Le 26 septembre 2000, le Brésil perdait l'un de ses plus illustres ambassadeurs musicaux, le guitariste Baden Powell de Aquino. Vingt ans plus tard, son fils, lui-même musicien, évoque son père : ses racines afro-brésiliennes, ses grands partenaires musicaux, son rapport au travail et à son instrument, son choix de la France.

Article rédigé par Annie Yanbekian
France Télévisions - Rédaction Culture
Publié
Temps de lecture : 22min
Baden Powell vers 1980 à Rome (MARCELLO MENCARINI / MARCELLO MENCARINI / AFP)

Le pianiste et compositeur Philippe Baden Powell, 42 ans, est le fils aîné de Baden Powell, né en France où le musicien brésilien a vécu trente ans. À l'occasion du vingtième anniversaire de la disparition du légendaire guitariste (voir notre hommage en musique), nous avons évoqué avec lui quelques thèmes relatifs à la vie et au parcours artistique de son père. Voici son témoignage.

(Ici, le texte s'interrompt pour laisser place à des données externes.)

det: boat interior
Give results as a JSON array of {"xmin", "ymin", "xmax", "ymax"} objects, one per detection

Racines musicales afro-brésiliennes

"Ça fait partie de notre culture familiale. Nous sommes descendants de Noirs africains, d'Indiens du Brésil, de Portugais, mais la culture la plus présente chez nous est la culture africaine. Elle passe par la musique, la religion, des coutumes, des folklores... C'était déjà présent en Baden au moment où il composait. Tous les élements qui constituent la culture de mon père, sa formation, ressortent à travers une expression rythmiquement et mélodiquement africaine.

Le grand-père de Baden [Vicente Thomas de Aquino, ndlr], là où commence notre famille, était un fils d'esclave né de la Loi du ventre libre [loi de 1871 qui libérait tous les enfants nés de parents esclaves]. Il est devenu musicien [il a fondé un orchestre constitué uniquement d'esclaves]. Les esclaves musiciens étaient des hommes libres, du fait de la musique, comme le rappelle le film Twelve Years a Slave. Mon arrière-grand-père était aussi un abolitionniste, un fervent militant pour les droits des Noirs au Brésil. Le Brésil est le dernier pays à avoir aboli l'esclavage en 1888. Dans notre famille, la musique, qui nous avait permis d'être libres et d'accéder à des connaissances et à d'autres milieux sociaux, est quelque chose de très important. Même sans devenir professionnels, 80% des membres de ma famille sont musiciens."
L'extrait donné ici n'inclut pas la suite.